Multi-Paradigm Agent Interaction in Practice:A Systematic Analysis of Generator-Evaluator, ReAct Loop,and Adversarial Evaluation in the buddyMe Framework
Xiaohua Wang, Chao Han, Kai Yu, XiaoLiang Xu, Liang Wang
Why It Matters
What makes this one worth your time
This research provides practical design guidelines for developing stable and reliable multi-paradigm agent systems, which is crucial as LLM agents become more integrated into real-world applications.
A systematic analysis of multi-paradigm agent interactions in the buddyMe framework.
Summary
The paper systematically analyzes three agent interaction paradigms within the buddyMe framework, presenting a five-stage processing pipeline and a six-dimensional evaluation schema, supported by empirical case studies.
Key contributions
- Formalization of a five-stage processing pipeline for agent interaction.
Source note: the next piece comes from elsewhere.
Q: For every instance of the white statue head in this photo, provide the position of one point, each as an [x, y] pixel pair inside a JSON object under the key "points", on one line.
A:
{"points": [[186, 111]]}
- Development of a six-dimensional evaluation schema with weighted scoring.
- Empirical case studies demonstrating the effectiveness of the proposed paradigms in real-world scenarios.
Notable insights
- The Generator-Evaluator pre-review effectively identifies requirement omissions in complex tasks, highlighting the importance of early-stage validation.
- The ReAct loop's redundancy in tool invocations suggests a need for optimization in task execution strategies.
Possible limitations
- Not stated in the abstract.
Abstract
arXiv:2605.16821v1 Announce Type: new Abstract: The rapid evolution of Large Language Model (LLM) agents has produced diverse interaction paradigms, yet few production systems integrate multiple paradigms within a unified architecture. This paper presents a systematic analysis of three principal agent interaction paradigms, including Multi-Agent Orchestration (Generator-Evaluator), ReAct Tool-Use Loops, and Memory-Augmented Interaction, as implemented in buddyMe, an open-source multi-model agent programming framework. We formalize a five-stage processing pipeline: Requirement Pre-Review -> Task Decomposition -> ReAct Execution -> Real-Execution Verification -> Adversarial Evaluation Discussion, and establish a six-dimensional evaluation schema with weighted scoring. Through four empirical case studies drawn from real-world deployment logs covering museum guide generation, scheduled weather tasks, and comprehensive tour planning, we draw three key conclusions. First, Generator-Evaluator pre-review detects requirement omissions in 20 percent of complex tasks, with 80 percent tasks passing initial inspection. Second, the ReAct loop ensures stable subtask execution but leads to around 30 percent redundant tool invocations. Third, adversarial Evaluator-Defender discussions reach consensus within 2-3 rounds for nearly 70 percent of scenarios, functioning mainly for content refinement rather than logical reversal. We additionally provide three Mermaid-based architectural diagrams and conduct cross-paradigm comparisons with CrewAI, AutoGen, LangGraph, MemGPT and A-Mem across six system dimensions. The research outcomes offer practical design guidelines for constructing stable and reliable multi-paradigm agent systems.